[Mesa-dev] Mesa (master): nv30: report 8 maximum inputs

Mon Feb 10 18:16:08 PST 2014

On Mon, Feb 10, 2014 at 7:12 PM, Ian Romanick <idr at freedesktop.org> wrote:
> On 02/10/2014 02:04 PM, Ilia Mirkin wrote:
>> On Mon, Feb 10, 2014 at 4:43 PM, Ian Romanick <idr at freedesktop.org> wrote:
>>> On 02/08/2014 04:18 PM, Ilia Mirkin wrote:
>>>> Module: Mesa
>>>> Branch: master
>>>> Commit: 356aff3a5c08be055d6befff99a72f5551b3ac2d
>>>> URL:    http://cgit.freedesktop.org/mesa/mesa/commit/?id=356aff3a5c08be055d6befff99a72f5551b3ac2d
>>>>
>>>> Author: Ilia Mirkin <imirkin at alum.mit.edu>
>>>> Date:   Wed Jan 29 12:36:13 2014 -0500
>>>>
>>>> nv30: report 8 maximum inputs
>>>>
>>>> nvfx_fragprog_assign_generic only allows for up to 10/8 texcoords for
>>>> nv40/nv30. This fixes compilation of the varying-packing tests.
>>>> Furthermore it appears that the last 2 inputs on nv4x don't seem to
>>>> work in those tests, so just report 8 everywhere for now.
>>>
>>> Is it possible that the last two inputs are supposed to be used for
>>> gl_Color and gl_SecondaryColor?  In that case, they may have clamping
>>> enabled by default (or always enabled, if the hardware cannot disable
>>> GL_CLAMP_VERTEX_COLOR).  Does that match the behavior that you saw?
>>
>> I'm definitely out of my depth here.
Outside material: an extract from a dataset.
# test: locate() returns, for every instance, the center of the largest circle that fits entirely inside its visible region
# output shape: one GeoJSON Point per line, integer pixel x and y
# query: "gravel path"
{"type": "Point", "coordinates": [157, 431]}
What I saw were piglit tests
>> failing and hard-to-understand code with little additional
>> documentation.
>>
>> There's a mask that enables passing of outputs from VP -> FP. This
>> mask has separate entries for colors, fog, psize, and clipping. The
>> texcoord's, as they are called, are in a different part of the mask.
>> The last 2 are in a different-yet part of the mask from the first 8.
>
> Hm... that does sound like something different.
>
>> This of course does not preclude them getting clamped/modified in some
>> way. Ideally those varying-packing tests would be rewritten in a way
>> that better exposes what actually went wrong, but I realize it's not
>> easy to add printf("interesting values: %f %f") into a shader.
>
> Can that hardware render to floating point?  You could try rendering to
> a fp FBO, doing glReadPixels, the printf the data.  It's messy, but it
> works.

The hardware? Yes. But it's disabled in the software. I asked Ben why,
and he gave me a reasonable explanation. However that explanation has
since escaped my memory, but it's in the irc logs if it's really
important.

For those specific tests, assuming a reasonable number of varyings
(i.e. < 255), one could just set the color results to e.g.
varying_index/255 -- that way we'd know which varying was the first
bad one. But in general, it's hard :( Shader debugging does seem like
a prime target for some extension though -- nv30 will never get
support for it, but at least future hardware driver writers may be
spared...

>
>> It's also entirely possible that the issue is that the way you address
>> those last 2 texcoord's in the FP has to be done in some different way
>> than the first 8. Ideally I (or someone) would trace the blob and
>> analyze the bytecode/engine setup to see what the difference is. I
>> haven't gotten around to that (and unfortunately envydis doesn't
>> support the nv30/nv40 shader ISA).
>>
>> However I was trying to make a dent in the nv4x failures and crashes.
>> This is the latest state, btw:
>> http://people.freedesktop.org/~imirkin/nv40-comparison/problems.html
>> -- I think actually a bunch of the test failures are due to incorrect
>> piglit tests (e.g. "shader uses too many input components (48 > 32)"),
>
> Is that just the variable indexing tests?  Hm... in at least

At least those, yes. I forget if there were others.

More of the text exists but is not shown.